Lorc: My dad gave me this one, which I think is quite beautiful: “God, grant me the serenity to accept the things I cannot change, courage to change the things I can and wisdom to know the difference”, my brother gave me “you can’t fight the waves but you can learn to surf”, and Peter Venkman gave me “We came, we saw, we kicked its ass”.
What advice do you offer to friends when they are feeling overwhelmed?
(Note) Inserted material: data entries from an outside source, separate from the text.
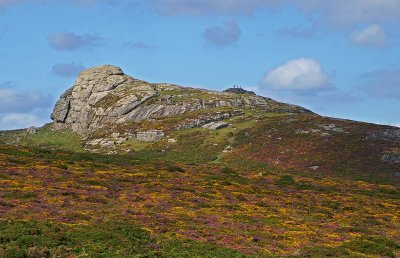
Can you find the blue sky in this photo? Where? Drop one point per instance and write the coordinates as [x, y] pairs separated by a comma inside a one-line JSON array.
[[339, 58]]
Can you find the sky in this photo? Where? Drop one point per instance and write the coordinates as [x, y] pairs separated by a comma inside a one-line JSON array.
[[338, 58]]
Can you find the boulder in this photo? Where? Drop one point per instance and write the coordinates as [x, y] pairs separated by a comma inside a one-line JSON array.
[[215, 125], [104, 95], [150, 136]]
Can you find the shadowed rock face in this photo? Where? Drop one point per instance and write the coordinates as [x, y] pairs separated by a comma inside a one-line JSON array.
[[104, 95]]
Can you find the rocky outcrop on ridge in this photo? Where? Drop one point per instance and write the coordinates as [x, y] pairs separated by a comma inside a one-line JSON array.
[[105, 95]]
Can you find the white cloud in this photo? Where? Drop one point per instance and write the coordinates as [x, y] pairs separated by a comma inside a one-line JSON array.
[[13, 100], [382, 83], [338, 12], [20, 120], [372, 36], [224, 35], [71, 41], [190, 7], [137, 45], [297, 75]]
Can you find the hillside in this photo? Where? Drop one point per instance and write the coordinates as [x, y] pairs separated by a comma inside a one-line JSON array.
[[135, 168]]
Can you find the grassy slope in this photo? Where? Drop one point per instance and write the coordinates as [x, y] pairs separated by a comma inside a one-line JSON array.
[[180, 199]]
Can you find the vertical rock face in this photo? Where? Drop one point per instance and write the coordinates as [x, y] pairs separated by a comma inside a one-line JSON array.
[[76, 106], [104, 95]]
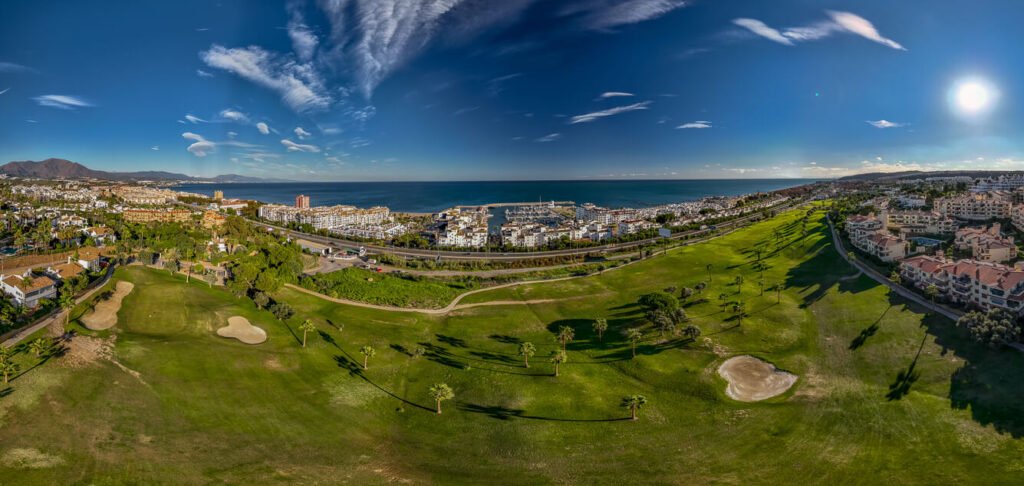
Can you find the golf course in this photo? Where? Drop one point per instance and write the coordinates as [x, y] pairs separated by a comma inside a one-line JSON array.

Jules: – Let people in. Talk to them, open up to them, your friends, your family, those you are close to or those you have around you. You’ll be surprised how many of them have been through the same or similar things, and how much good advice and help they will have to offer. Also, take some time to appreciate the small things. Listen to a record you love that you haven’t heard in a while. Go for a walk in the park. Get out into nature, that helps you recalibrate. If you are able to, get away for a bit, even if it’s on your own. A change of environment can take you out of yourself. Ultimately, if you aren’t able to shake it off, don’t be afraid to seek help. Go and see your GP.
Lorc: You’ll be alright. I love you.